Lauber recommended eating mostly minimally processed foods and avoiding packaged foods that contain large amounts of additives such as dyes, sweeteners, flavors, emulsifiers and other substances that you probably wouldn’t find in your own kitchen.
“When buying pre-made or prepared foods, the best advice is to read the ingredients list,” Lauber says. “If it only contains ingredients you’re familiar with and have in your kitchen, it’s most likely made from real food and not heavily processed.”
Health risks of ultra-processed plant foods
Past research supports the findings about ultra-processed, plant-based foods. In one large-scale study published in 2022, scientists looked at the diets of 78,000 health-conscious Seventh-day Adventist men and women, many of whom were vegans or vegetarians. After following the participants for an average of about eight years, they found that those who ate the most ultra-processed foods had a 14% higher risk of death than those who ate the least.

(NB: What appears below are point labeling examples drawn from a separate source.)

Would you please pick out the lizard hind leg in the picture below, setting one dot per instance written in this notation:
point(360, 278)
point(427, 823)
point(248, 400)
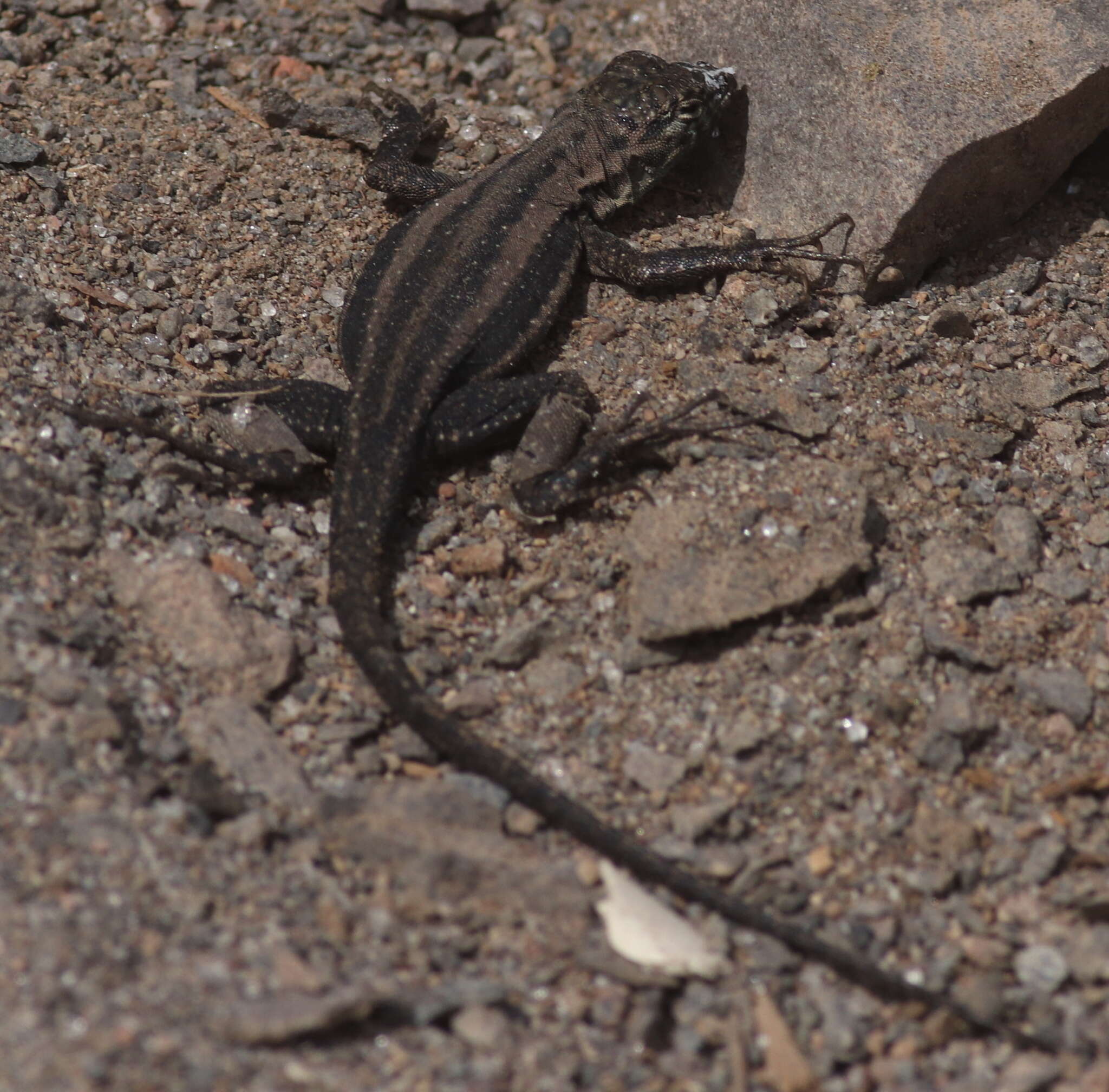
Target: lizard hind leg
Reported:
point(586, 473)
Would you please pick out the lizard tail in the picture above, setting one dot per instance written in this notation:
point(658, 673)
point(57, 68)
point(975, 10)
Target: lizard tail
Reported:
point(455, 742)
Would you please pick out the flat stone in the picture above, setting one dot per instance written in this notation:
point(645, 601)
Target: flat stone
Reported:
point(935, 126)
point(695, 573)
point(1036, 388)
point(240, 744)
point(966, 573)
point(183, 604)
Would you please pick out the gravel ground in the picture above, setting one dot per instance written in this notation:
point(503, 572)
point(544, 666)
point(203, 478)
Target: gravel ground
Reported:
point(877, 706)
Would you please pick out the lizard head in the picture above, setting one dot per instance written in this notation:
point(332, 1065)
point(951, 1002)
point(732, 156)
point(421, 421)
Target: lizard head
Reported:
point(644, 114)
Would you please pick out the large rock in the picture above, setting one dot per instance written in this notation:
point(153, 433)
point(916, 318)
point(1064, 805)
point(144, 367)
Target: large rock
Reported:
point(934, 125)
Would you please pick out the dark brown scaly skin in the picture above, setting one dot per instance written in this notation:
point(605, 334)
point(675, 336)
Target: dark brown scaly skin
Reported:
point(451, 303)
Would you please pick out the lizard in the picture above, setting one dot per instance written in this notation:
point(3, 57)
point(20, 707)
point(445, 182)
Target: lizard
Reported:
point(433, 334)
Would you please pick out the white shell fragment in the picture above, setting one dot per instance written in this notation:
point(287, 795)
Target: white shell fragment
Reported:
point(648, 933)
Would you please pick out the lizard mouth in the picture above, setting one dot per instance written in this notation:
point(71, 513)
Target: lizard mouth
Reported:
point(720, 82)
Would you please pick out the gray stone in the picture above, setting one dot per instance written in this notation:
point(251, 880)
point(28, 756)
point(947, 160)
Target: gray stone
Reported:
point(1043, 859)
point(1060, 690)
point(454, 10)
point(933, 125)
point(951, 322)
point(653, 770)
point(1042, 968)
point(1016, 536)
point(1029, 1074)
point(761, 308)
point(520, 643)
point(958, 713)
point(1064, 582)
point(16, 150)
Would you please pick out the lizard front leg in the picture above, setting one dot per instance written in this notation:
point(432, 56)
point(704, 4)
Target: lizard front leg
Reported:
point(610, 257)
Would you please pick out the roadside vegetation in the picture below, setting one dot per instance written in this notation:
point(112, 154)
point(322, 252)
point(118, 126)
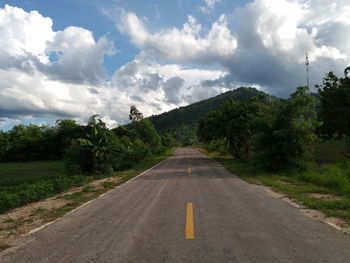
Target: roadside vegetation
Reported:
point(298, 146)
point(37, 162)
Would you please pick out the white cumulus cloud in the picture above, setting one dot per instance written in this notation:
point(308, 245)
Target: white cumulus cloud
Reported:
point(185, 45)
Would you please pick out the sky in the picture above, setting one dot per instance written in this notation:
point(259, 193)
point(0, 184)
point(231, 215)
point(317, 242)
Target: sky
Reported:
point(75, 58)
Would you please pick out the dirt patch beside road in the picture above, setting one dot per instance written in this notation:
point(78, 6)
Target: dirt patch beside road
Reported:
point(22, 220)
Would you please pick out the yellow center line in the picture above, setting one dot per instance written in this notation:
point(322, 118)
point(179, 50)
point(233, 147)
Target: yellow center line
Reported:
point(189, 222)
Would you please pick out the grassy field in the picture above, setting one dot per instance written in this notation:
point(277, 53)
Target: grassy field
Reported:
point(324, 186)
point(15, 173)
point(24, 183)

Dozens of studies have linked ultra-processed foods to premature death, increased weight gain and an increased risk of more than 30 health conditions, including obesity, cancer, diabetes and heart disease. The committee that writes the federal government’s influential Dietary Guidelines for Americans is debating whether to include a warning against ultra-processed foods in the next version of the guidelines.
Ultra-processed foods are what scientists call hyper-palatable. They are industrially manufactured foods that contain an unusual combination of flavors and additives, including salt, sugar, stabilizers, emulsifiers, oils and artificial ingredients, that make us crave and overeat. In most cases, these foods are stripped of fiber, vitamins, minerals and other natural nutrients and are packed with calories.
The study authors cautioned that while the study showed a correlation between ultra-processed plant-based foods and cardiovascular disease, it does not prove causation: For example, participants may have misreported the types or amounts of food they ate, or other lifestyle factors could explain the findings.